The key to realtionship success?
Wouldn’t it be terrific if there was a recipe for relationship success – a how-to guide to long term happiness in love…
Well, renowned relationship expert, Esther Perel, has spent her career speaking to couples about their partnerships (examining the ways in which they communicate and connect) and recently she created a video for Business Insider detailing the key things happy couples have in common.
She believes the secret to a happy relationship can be simplified to these three elements:
1.‘They remain curious about each other’
Does your partner constantly finish your sentences, pre-empt your responses and make decisions based on how well they think they know you? Well, although that may sound like you have a cute symbiotic thing going on, it may not be such a good thing happiness-wise. Thriving couples ask lots of questions about each other, remain interested in their partner’s opinions and don’t anticipate what the other one is going to say.
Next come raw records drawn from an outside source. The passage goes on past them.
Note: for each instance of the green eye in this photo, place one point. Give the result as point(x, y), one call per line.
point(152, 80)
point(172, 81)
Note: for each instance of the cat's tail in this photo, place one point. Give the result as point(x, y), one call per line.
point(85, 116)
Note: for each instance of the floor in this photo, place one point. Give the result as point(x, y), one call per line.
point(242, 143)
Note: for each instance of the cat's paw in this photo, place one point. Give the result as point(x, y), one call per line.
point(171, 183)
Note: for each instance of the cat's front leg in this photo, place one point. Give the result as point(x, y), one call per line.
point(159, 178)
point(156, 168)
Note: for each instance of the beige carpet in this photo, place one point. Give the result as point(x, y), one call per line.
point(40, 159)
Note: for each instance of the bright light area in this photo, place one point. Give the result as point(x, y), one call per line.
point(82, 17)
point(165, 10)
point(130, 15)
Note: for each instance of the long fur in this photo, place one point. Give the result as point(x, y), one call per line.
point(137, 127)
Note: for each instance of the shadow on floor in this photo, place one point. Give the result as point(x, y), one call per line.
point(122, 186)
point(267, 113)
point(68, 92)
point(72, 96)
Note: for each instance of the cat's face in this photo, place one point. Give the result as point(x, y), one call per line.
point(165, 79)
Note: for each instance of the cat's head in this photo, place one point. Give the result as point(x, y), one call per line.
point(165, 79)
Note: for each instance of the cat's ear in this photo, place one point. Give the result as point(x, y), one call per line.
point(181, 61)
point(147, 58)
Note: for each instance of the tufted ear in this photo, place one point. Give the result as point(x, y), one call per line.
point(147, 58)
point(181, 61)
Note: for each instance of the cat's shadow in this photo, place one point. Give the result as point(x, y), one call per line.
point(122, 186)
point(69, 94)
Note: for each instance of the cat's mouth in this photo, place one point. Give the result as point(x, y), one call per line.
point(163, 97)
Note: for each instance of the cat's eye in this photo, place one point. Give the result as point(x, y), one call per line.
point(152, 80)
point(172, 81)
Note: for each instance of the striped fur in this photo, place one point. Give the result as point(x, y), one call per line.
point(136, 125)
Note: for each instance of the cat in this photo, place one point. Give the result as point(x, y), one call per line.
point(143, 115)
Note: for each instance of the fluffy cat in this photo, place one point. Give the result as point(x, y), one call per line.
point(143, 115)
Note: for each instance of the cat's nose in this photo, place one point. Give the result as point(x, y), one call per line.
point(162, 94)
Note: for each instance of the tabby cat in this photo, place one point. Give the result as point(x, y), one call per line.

2.‘They are genuinely happy for their partner’
They are generous with their support. They are able to experience real pleasure when something good happens to their partner, regardless of the impact it may have on them. They’re able to show unadulterated kindness and admiration– they are their partner’s biggest cheerleader, even if the situation or achievement has nothing to do with them. Basically, everyone wants to come home to their own biggest fan – be that person and expect the same in return.
3.‘They maintain their own personal lives in a relationship’
They respect each other’s independence and individuality. The happiest couples encourage their partner to forge and maintain an identity outside of the relationship – hobbies, passions, friendships and career pursuits that allow them to be the best, most fulfilled version of themselves. Rather than draining each other by not giving their partner the space and freedom to nurture a world of their own.